Steve Paxton – Leone d’oro alla carriera alla Biennale Danza 2014
Quando nei primi anni ’80, per l’esattezza nel 1982, Steve Paxton arrivò per la prima volta in Italia al Teatro Circo Spaziozero di Roma per la rassegna ” New York – Nuova Danza – New Dance ” la post modern dance arrivò in Italia con lui. E con Simone Forti, Lisa Nelson, Meg Eginton, Pooh Kaye, Dana Reitz e tanti altri. Li vedemmo protagonisti di performance, installazioni, laboratori, incontri che coinvolsero anche altre città italiane come Napoli e che iniziarono ad ampliare il concetto di corpo e di danza avuto fino a quel momento. Chi ha vissuto quel periodo della danza in Italia , non solo non può aver dimenticato, ma porta dentro di sé i “segni” di quella ricerca evoluta, vivace e profonda al tempo stesso. Vera. Sembrava anche a noi di essere alla Judson Church protagonisti della Grand Union.
Il corpo fluido di un pensiero fluido
Il modo nuovo di concepire il corpo ed il movimento che Paxton ci proponeva, era un mondo sconosciuto ai più in cui facevamo i primi passi guidati da un grande Maestro, che si poneva piuttosto come un compagno di viaggio, dinoccolato, con gli occhi sorridenti, calmo e pacato, con una fluidità ed energia ancora sconosciute . Ci parlava per ore alla ricerca delle ossa che muovono il corpo, del respiro che anima i muscoli, dell’energia positiva che fa comunicare i corpi.
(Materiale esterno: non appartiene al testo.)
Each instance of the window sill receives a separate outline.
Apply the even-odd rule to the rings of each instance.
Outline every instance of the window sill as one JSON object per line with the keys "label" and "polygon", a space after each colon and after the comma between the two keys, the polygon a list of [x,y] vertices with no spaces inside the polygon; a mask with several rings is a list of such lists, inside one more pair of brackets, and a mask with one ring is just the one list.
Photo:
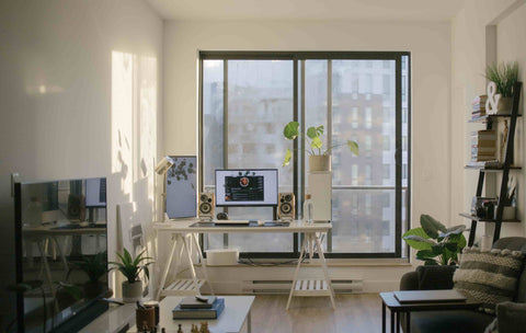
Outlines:
{"label": "window sill", "polygon": [[[237,265],[207,265],[207,267],[295,267],[297,263],[289,263],[289,261],[278,261],[278,260],[268,260],[268,259],[253,259],[252,264],[250,263],[239,263]],[[328,259],[327,265],[329,267],[411,267],[411,263],[407,257],[397,257],[397,259]],[[194,266],[201,266],[199,264],[194,264]],[[302,263],[304,267],[308,266],[319,266],[318,260],[315,260],[312,263],[309,263],[306,260]]]}

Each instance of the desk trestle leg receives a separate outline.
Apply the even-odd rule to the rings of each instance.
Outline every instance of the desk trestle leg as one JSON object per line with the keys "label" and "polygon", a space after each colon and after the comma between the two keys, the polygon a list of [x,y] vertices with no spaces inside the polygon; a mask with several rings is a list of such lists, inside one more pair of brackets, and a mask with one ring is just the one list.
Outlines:
{"label": "desk trestle leg", "polygon": [[[316,246],[315,246],[316,244]],[[306,249],[307,248],[307,249]],[[301,260],[304,253],[308,251],[309,256],[312,257],[313,253],[318,253],[320,257],[321,267],[323,271],[323,280],[300,280],[298,279],[299,267],[301,266]],[[332,308],[335,309],[334,290],[332,288],[331,279],[329,277],[329,268],[327,266],[323,249],[321,248],[321,241],[315,232],[306,233],[301,244],[301,251],[298,259],[298,264],[293,278],[293,286],[290,287],[290,294],[288,295],[288,301],[286,309],[288,310],[293,296],[329,296],[331,299]]]}

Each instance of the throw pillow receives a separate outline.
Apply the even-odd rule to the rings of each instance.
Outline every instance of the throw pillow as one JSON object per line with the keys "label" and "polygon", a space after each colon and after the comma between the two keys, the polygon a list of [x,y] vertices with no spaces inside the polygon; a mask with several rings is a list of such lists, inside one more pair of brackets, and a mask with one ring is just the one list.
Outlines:
{"label": "throw pillow", "polygon": [[480,251],[466,248],[460,266],[453,275],[455,289],[482,302],[482,310],[494,313],[495,305],[513,300],[517,279],[523,267],[524,254],[519,251]]}

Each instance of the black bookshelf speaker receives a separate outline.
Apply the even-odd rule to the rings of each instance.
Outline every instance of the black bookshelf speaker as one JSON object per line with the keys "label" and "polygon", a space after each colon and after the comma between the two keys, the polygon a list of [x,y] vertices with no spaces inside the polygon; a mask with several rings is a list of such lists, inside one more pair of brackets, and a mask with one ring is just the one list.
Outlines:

La sua ricerca , iniziata circa dieci anni prima, lo porta alla formulazione del ” contact improvisation ” un sistema di movimento, non una tecnica, uno stile o un codice, che attraverso lo scambio di peso tra due corpi è capace di motion ed emotion al tempo stesso. E poi l‘ improvvisazione come la possibilità e la capacità di vivere la danza in ogni momento. Irripetibile ed unica. Ora.
Come dimenticarlo in scena, ironico, con un pantalone e maglietta trasandati, calzini ed espadrillas ,un cappello a scodella in testa, occhiali da sole tondi e neri, barba ed una tracolla rettangolare con su scritto “Bonita Bananas” sulle note di “Funiculì funicolà”. La danza diventa quotidiana, democratica, ed è in ogni luogo. Tutti possono danzare, ed ogni movimento può essere danza. Siamo liberi. Di pensare, di creare, di rompere gli schemi, di destrutturare e strutturare di nuovo. Di sentirci attivi nel processo creativo che conduce l’arte alla sua definizione. Siamo coreografi, fotografi, videomekers, performer, attori, artisti visivi nello stesso tempo, e niente sembra impossibile. La post modern dance diventa la Nuova Danza italiana, o “all’italiana” come dice Silvana Natoli, in cui sovrapposizione e dispersione producono una dinamica instabile, su cui valeva la pena scommettere.
Motivazioni.
Non sorprende che il Leone d’ oro alla carriera a Steve Paxton arrivi sotto la direzione di Virgilio Sieni. Anzi. E’ il tributo a chi “ha contribuito in modo decisivo a mutare la scena della danza contemporanea”. Anche in Italia, così come ha fatto, con una influenza diretta Carlyn Carlson – Leone d’oro alla carriera nel 2006.